You need better tools. Your phone’s out-of-box earbuds are bad. Get a better, comfy headset. That, or a good speaker phone. It matters. Make sure you appear as intended on camera. Again, practice & review despite the cringe.

Try not to use WiFi – instead get a wired connection to your work machine. Get better internet to your house – if you can, maybe even look into a business-class connection with a better service-level agreement. You might be out of luck, but this can make a difference too.

Get a nice chair. Get a nice desk. Get a nice monitor, mouse, and keyboard. Pay attention to how you feel and get precious about the placement of things, because you’re going to be in this place & posture for hours. Believe me, wear & tear on your wrists & spine happen so gradually and are almost impossible to fix.

Enjoy and assert your flexibility. Go out, take a walk when you can. Take your laptop somewhere different to work for a change. Maybe out in the sun at a table under an umbrella, if the season allows. Run some errands during the day. Catch up on a few hours of work later at night.

Admittedly, this is kind of an advanced stage: Your management needs to trust you and not micro-manage. You need to trust yourself that you will get things done, for that matter. You need to have a good grasp on balancing day hours versus night hours.

I’m still working on this.
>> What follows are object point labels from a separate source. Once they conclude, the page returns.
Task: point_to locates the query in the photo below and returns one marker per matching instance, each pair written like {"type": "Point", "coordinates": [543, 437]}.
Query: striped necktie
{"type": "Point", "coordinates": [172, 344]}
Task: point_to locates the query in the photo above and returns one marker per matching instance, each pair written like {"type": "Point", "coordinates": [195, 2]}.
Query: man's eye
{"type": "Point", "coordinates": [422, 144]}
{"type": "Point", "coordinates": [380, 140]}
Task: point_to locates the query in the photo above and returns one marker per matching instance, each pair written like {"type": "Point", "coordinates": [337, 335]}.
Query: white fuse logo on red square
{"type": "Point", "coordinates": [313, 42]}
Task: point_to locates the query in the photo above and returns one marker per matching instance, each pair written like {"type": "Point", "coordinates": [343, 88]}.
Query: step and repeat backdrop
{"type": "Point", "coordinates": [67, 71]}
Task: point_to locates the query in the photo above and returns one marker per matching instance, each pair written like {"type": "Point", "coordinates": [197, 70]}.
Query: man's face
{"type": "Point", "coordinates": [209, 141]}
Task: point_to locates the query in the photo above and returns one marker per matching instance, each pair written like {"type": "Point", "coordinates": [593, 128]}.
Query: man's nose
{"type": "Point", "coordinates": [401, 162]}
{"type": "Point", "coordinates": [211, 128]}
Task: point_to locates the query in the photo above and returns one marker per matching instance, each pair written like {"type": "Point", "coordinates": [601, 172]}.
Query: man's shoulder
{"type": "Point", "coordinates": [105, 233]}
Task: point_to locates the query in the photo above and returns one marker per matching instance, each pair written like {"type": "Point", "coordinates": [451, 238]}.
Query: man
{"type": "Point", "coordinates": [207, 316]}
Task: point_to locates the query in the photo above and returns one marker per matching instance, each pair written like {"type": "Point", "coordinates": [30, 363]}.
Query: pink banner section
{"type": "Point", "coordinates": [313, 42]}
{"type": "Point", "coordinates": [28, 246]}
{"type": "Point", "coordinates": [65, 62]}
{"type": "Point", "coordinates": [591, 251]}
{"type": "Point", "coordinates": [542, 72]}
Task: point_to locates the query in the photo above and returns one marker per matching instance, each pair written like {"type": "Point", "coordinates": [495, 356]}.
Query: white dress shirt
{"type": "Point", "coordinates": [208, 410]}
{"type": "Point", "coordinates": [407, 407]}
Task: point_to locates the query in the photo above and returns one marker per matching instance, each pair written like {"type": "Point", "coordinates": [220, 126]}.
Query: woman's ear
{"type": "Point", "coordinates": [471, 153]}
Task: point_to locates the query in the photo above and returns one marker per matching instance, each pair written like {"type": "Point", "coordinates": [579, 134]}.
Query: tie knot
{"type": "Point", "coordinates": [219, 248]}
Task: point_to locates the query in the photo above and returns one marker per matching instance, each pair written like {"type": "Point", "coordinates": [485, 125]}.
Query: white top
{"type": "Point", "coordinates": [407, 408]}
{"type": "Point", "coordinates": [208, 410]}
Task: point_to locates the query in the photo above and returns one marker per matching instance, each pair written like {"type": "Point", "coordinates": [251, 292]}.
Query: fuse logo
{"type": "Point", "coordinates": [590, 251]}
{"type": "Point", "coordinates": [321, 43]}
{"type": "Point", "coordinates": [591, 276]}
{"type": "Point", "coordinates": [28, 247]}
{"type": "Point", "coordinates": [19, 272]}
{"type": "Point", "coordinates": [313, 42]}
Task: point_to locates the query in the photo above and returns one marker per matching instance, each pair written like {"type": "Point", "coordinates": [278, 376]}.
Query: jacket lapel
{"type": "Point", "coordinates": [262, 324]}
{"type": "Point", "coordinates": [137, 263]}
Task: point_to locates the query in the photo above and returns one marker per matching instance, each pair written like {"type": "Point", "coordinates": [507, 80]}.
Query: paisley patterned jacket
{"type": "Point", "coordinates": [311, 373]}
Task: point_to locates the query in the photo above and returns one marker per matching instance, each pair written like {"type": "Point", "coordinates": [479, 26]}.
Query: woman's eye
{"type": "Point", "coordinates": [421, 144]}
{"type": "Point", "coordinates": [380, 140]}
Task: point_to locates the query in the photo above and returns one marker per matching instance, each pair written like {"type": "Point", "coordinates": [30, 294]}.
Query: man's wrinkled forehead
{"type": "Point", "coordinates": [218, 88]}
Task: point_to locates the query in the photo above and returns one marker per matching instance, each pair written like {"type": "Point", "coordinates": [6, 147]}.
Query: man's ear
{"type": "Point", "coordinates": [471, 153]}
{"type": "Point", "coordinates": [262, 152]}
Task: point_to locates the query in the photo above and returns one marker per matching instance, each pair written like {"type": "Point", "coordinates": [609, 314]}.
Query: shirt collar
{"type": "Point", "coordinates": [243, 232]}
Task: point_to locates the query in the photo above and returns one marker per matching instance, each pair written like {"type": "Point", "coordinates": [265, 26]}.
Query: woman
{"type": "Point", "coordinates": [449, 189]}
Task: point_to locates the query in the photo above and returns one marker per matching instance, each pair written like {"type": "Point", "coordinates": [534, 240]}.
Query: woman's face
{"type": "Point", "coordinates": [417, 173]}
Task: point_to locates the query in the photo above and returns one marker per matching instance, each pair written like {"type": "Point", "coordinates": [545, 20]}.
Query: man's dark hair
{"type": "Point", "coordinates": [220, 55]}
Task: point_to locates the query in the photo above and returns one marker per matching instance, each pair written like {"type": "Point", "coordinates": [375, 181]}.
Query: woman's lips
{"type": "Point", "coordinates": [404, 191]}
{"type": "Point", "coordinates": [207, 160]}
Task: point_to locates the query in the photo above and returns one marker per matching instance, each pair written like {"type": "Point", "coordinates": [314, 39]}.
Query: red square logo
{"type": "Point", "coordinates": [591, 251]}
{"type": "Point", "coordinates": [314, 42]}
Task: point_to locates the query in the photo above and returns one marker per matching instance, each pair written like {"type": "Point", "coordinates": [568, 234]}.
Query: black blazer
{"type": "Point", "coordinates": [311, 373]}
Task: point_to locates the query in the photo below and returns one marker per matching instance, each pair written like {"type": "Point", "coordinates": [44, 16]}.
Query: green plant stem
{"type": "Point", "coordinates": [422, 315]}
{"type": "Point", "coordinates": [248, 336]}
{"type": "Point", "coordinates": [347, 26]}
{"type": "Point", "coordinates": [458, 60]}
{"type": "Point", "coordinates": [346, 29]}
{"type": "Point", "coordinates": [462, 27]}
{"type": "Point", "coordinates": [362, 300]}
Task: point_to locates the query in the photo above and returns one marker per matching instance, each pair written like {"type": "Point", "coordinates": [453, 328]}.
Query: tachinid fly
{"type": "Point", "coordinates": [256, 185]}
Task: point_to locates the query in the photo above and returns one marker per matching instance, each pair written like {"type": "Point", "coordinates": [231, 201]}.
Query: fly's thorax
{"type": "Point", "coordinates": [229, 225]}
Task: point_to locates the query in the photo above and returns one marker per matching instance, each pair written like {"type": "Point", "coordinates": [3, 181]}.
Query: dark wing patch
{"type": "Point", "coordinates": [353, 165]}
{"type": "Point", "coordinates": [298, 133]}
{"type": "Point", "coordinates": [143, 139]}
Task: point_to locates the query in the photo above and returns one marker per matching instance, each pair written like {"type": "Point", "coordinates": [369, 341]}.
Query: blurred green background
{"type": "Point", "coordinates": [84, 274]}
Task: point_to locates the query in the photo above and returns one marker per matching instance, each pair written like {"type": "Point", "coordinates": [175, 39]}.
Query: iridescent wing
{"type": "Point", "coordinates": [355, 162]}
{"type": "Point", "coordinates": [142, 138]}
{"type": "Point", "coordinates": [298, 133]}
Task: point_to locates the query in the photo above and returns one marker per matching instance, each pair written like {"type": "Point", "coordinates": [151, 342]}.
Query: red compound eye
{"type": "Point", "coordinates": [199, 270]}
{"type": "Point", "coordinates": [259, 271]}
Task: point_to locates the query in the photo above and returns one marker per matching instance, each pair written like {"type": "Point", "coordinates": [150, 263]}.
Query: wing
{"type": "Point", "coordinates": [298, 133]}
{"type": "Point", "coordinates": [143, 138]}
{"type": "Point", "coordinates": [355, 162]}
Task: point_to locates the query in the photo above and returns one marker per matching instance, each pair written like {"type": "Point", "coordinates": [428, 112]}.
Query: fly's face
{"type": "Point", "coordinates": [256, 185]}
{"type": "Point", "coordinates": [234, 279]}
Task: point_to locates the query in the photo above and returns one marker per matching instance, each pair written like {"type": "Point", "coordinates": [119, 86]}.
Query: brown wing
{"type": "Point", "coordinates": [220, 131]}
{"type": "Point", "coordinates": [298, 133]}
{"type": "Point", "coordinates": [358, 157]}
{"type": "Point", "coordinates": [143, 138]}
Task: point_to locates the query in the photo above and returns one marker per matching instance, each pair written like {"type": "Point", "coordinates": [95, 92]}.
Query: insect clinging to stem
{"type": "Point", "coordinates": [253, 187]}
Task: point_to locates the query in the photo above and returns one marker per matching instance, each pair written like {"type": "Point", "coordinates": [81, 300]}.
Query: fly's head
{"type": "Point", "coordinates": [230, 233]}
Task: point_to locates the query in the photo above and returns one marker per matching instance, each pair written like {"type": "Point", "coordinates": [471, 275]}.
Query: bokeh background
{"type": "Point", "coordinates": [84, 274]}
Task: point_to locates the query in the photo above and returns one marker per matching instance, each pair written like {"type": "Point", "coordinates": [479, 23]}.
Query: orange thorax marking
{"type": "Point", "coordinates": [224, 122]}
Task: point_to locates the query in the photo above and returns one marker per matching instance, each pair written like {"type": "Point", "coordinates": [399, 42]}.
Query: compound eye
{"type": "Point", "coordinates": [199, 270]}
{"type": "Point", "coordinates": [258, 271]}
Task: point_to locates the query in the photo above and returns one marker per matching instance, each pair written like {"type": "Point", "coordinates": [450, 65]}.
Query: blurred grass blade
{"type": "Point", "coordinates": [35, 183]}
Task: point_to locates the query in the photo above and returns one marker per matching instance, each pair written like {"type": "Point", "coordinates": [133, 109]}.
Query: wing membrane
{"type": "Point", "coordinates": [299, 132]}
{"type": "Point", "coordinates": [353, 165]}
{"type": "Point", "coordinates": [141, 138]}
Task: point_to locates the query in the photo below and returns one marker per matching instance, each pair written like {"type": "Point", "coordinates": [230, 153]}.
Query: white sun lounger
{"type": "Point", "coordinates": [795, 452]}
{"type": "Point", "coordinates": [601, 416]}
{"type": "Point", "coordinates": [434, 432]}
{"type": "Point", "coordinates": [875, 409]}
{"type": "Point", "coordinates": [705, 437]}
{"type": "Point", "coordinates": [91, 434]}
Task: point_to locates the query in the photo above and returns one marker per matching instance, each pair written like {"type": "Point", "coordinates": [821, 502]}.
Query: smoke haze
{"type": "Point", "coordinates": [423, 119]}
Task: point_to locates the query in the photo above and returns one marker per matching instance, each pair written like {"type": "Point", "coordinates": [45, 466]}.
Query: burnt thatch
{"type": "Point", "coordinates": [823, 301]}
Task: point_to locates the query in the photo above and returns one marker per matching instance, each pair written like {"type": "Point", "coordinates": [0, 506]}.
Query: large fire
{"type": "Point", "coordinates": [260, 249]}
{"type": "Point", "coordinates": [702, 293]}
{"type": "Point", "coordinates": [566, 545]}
I go in cycles. Sometimes I’ll take myself out to matinees in empty theaters on days when I have no meetings. Some days I feel guilty stopping to grab lunch. It’s a process. But, it is one of the huge benefits to this way of working and it’s a shame to waste it.

You need to be part of an organization that supports all of this. As opposed to everything else I’ve written about so far, this can be mostly out of your control. Maybe management isn’t comfortable with the necessary level of trust – and so your assertion of availability & flexibility is strained. Maybe the company won’t provide or pay for better equipment. Maybe you’ve been tossed abruptly into the whole work-from-home situation and haven’t had time to assess or improve anything.

Focus on controlling what you can, when you can. This starts mainly with your rituals & projections. Improve tools when possible. Beyond that, if you’ve got the energy, maybe you can push your organization to do better. Part of why I’ve been where I’ve been for so long is that my organization has already figured a lot of this stuff out, so I’m lucky. There are a lot of folks here who fiercely defend our remote work culture.

Anyway… I don’t have a great closing statement for all of this. And, of course, many of these things don’t apply solely to telecommuting. Improve your your rituals & projections with mindful intent. Hope your organization supports all of this. Help your organization support it, if you can.

Ideally, you can find the good parts in all of this. Maybe a balance between work and life that grants you more interesting flexibility than the standard nine-to-five. Just don’t expect it to feel immediately natural – expect to do some work to adapt. I know I’m still working at it myself.